Bei dem Referendum in Prag 7 handelt es sich um eine Notbremse, mit der sich ernsthafte Probleme lösen  lassen, bei denen Petitionen und Proteste zuvor versagt haben. Auf staatlicher Ebene sollte die Tschechische Republik eher lernen, das bestehende System zu nutzen, anstelle es zu ändern oder zu  ersetzen.

 

 LZ: Sie sagen Notbremse. Auf was ist der Zug Prag 7 denn zugerast?

Der Stadtteil will sich ein neues Rathaus bauen. Die Idee eines Referendums hatten wir, als zum Schluss noch  zwei Projekte zur Wahl standen.

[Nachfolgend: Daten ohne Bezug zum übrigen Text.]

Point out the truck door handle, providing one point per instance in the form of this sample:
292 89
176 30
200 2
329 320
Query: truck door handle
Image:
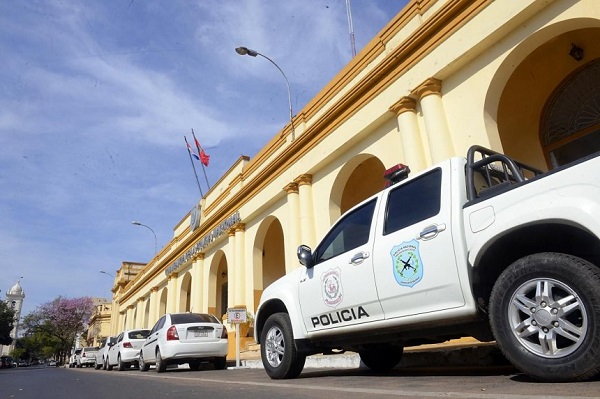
358 258
432 231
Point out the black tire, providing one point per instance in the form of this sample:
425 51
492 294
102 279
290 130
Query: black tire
279 354
143 365
545 316
121 366
161 364
220 363
381 357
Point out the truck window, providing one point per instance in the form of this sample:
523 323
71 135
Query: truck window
414 201
351 232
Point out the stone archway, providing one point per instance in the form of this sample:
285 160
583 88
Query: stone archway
540 72
268 256
358 179
218 287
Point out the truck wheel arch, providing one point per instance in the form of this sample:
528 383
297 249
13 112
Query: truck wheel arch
503 250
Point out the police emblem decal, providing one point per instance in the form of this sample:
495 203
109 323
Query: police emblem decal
332 287
407 264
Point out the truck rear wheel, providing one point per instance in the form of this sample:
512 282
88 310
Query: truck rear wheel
545 315
278 352
381 357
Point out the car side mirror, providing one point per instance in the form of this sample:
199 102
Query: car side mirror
305 256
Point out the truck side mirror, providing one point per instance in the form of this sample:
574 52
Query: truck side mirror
305 256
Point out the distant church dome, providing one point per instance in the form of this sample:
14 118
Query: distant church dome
16 290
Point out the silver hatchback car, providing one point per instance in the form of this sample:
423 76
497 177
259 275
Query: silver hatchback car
179 338
124 353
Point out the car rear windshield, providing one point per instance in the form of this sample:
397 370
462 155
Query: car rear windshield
184 318
138 334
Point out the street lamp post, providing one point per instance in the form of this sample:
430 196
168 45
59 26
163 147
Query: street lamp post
254 53
149 228
107 273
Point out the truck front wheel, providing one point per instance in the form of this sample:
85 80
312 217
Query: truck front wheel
545 316
278 352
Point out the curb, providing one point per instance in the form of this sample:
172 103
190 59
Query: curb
462 355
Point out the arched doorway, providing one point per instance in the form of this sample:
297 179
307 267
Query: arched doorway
545 77
358 179
269 256
218 289
570 127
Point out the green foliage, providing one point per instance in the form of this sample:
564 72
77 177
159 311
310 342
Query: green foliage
52 327
7 316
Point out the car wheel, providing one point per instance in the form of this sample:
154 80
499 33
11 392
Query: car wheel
278 352
122 366
545 316
143 365
381 357
161 364
220 363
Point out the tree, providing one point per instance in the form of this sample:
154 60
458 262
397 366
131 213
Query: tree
60 321
7 318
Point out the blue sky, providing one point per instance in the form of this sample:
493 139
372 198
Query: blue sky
96 97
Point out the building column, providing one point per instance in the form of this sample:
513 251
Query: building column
292 232
153 317
130 316
197 283
232 272
141 312
434 116
307 218
243 279
172 293
410 136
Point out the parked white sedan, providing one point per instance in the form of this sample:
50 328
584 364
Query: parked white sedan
102 354
124 353
179 338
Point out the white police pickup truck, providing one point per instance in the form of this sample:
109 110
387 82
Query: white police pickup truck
484 247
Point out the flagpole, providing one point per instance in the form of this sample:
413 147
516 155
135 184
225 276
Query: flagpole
201 163
193 166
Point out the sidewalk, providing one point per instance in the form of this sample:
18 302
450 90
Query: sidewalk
457 353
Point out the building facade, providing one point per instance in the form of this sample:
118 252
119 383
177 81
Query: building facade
14 300
519 77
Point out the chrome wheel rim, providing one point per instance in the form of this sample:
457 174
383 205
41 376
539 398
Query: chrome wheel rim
548 318
274 346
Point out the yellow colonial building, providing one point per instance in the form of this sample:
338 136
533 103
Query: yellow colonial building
518 76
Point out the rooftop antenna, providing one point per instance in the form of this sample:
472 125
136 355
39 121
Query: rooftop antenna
351 28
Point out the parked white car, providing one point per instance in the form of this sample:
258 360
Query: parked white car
179 338
87 357
126 351
102 354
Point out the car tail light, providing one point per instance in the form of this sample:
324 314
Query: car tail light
224 333
172 334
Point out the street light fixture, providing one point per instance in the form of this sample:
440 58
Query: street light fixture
254 53
149 228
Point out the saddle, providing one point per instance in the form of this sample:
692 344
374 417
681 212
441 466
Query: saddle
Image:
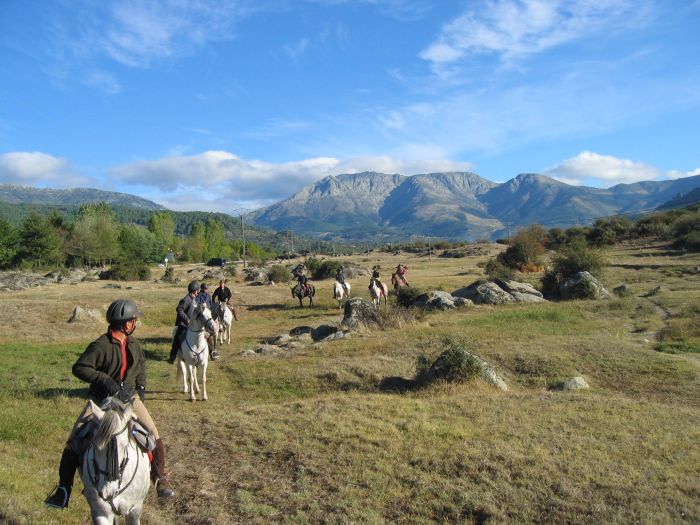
80 441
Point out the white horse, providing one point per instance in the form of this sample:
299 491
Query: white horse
194 350
225 317
115 471
377 292
341 292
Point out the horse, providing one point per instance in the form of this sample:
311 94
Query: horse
300 292
115 470
340 291
222 312
377 290
398 281
194 350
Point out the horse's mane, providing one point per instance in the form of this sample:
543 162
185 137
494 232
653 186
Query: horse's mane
111 423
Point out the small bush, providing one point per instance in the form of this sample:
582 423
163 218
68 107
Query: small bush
572 258
312 264
407 296
128 271
454 364
526 249
495 269
326 269
279 274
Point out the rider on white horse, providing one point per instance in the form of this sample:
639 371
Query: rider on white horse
340 278
113 364
184 311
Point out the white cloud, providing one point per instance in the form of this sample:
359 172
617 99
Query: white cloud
588 168
519 27
37 169
294 51
103 81
219 180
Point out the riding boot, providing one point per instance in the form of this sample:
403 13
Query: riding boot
160 482
66 473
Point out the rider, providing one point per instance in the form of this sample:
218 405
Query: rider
401 270
113 364
185 309
204 298
375 276
223 295
298 272
340 278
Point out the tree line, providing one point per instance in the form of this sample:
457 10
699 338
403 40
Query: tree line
95 237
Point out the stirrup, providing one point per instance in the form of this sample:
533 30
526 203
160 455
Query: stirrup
165 492
57 500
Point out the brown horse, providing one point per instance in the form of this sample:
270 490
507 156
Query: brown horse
301 292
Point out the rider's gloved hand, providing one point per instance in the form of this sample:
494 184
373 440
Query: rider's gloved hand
112 386
125 394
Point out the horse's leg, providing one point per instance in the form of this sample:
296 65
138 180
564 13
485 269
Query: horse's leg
185 387
204 380
193 381
101 517
134 516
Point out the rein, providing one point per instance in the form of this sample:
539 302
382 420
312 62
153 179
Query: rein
111 476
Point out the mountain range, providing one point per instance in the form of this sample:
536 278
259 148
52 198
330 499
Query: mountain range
454 205
378 207
17 194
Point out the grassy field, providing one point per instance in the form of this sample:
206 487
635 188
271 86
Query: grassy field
309 437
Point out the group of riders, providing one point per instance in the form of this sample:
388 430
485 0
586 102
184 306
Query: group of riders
114 365
398 278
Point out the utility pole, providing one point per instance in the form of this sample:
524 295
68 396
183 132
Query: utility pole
241 212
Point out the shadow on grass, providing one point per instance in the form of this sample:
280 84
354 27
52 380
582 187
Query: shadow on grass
53 393
263 307
398 384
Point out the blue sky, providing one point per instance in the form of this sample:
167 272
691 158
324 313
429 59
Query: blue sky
220 105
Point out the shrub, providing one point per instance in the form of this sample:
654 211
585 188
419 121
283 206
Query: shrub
128 271
495 269
312 264
407 295
279 274
454 364
526 249
326 269
572 258
686 232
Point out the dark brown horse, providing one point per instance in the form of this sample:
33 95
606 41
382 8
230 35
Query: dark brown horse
301 292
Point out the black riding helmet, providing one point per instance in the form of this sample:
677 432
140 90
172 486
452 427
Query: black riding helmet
121 311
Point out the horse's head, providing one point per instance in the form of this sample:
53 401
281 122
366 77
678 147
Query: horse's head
112 419
204 316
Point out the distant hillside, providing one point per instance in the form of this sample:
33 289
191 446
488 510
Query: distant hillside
458 205
17 213
15 194
681 201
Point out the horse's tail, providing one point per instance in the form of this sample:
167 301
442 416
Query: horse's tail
109 425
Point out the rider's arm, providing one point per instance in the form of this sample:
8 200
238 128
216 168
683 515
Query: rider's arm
86 369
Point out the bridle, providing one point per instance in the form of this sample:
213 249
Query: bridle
97 471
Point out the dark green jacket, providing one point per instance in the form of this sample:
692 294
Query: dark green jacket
99 365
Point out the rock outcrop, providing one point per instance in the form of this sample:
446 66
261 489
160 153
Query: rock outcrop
359 312
582 286
500 292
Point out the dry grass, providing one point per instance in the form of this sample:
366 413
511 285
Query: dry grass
310 437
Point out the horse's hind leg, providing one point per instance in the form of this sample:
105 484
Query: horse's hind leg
193 381
185 387
134 517
204 382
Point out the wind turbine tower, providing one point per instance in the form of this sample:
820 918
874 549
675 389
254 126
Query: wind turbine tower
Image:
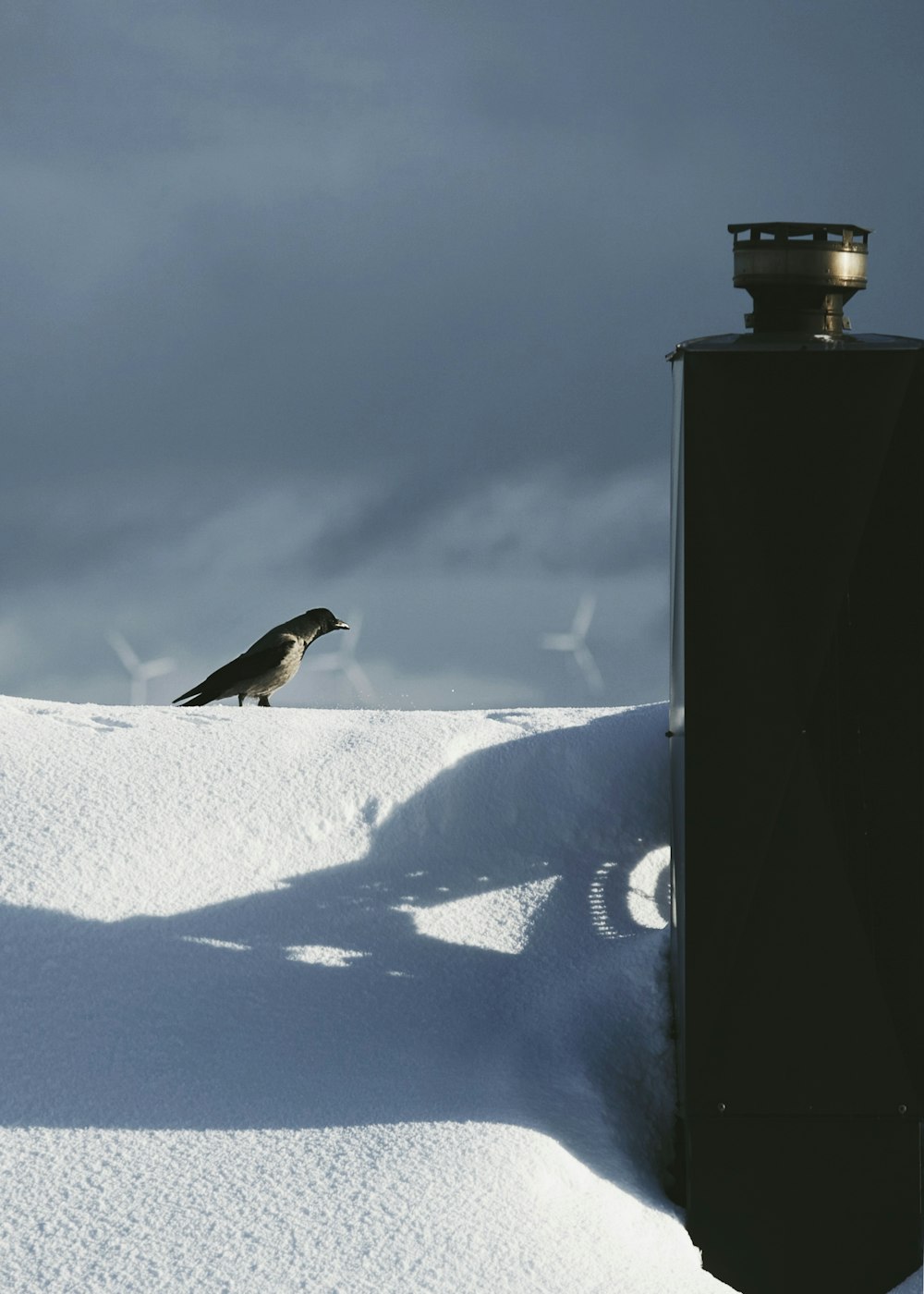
139 670
575 642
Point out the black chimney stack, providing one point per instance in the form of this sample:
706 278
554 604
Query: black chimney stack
797 765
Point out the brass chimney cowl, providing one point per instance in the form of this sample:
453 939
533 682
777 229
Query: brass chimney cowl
798 275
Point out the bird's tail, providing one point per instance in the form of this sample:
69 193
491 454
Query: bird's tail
197 696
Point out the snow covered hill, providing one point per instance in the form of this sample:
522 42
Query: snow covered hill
346 1002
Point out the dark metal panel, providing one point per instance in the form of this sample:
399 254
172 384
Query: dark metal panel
801 870
848 1220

Eines in Höhe von 914 Millionen Kronen, das andere um 1,14 Milliarden  Kronen (ca. 40 Millionen Euro). Dabei ist Prag 7 mit knapp 45 000 Einwohnern der kleinste Stadtteil der  Hauptstadt. Ein Referendum ist ein rechtlich verbindliches Projekt, das sich nicht so einfach vom Tisch wischen  lässt, wie man es im Rathaus von Prag 7 so gerne praktiziert. Die Arroganz und der Unwillen zuzuhören ist dort schon auf sehr hohem Niveau.

 

 LZ: Nur in Prag 7? Reflektiert der Stadtteil nicht die politische Kultur in Tschechien?

Darüber möchte ich nicht urteilen. Ich würde mich lieber nur auf Prag 7 konzentrieren. Selbstverständlich gibt  es in Prag eine bestimmte politische Kultur, die andere überwälzt. Aber in Prag 7 ist das wirklich ins Extreme getrieben worden.

 

 LZ: Frisches Blut scheint in der tschechischen Politik recht rar zu sein. Was hat Sie dazu getrieben, sich parteipolitisch zu engagieren?

 Ich bin in die Politik gegangen, als ich, als Assistent des Abgeordneten Cyril Svoboda, erkannt habe, dass man dort vielen Leuten helfen kann. Natürlich gibt es auch solche, die sich nur irgendwelcher Funktionen oder des Geldes wegen politisch engagieren, die schaden eher. Aber ich sehe, auch bei uns in der KDU-ČSL viele junge und hoffnungsvolle Politiker. Eher fehlen die Th emen, an denen sich ein junger Politiker profilieren kann.

 

 LZ: Sehen Sie Ihre Zukunft in der überregionalen Politik oder möchten Sie lieber in der Lokalpolitik bleiben?

Hauptberuflich bin ich Lehrer. Politisch möchte ich mich auch weiterhin vor allem Prag 7 widmen. Ich werde aber in verschiedenen Wahlen kandidieren, falls mir meine Parteifreunde das Vertrauen schenken.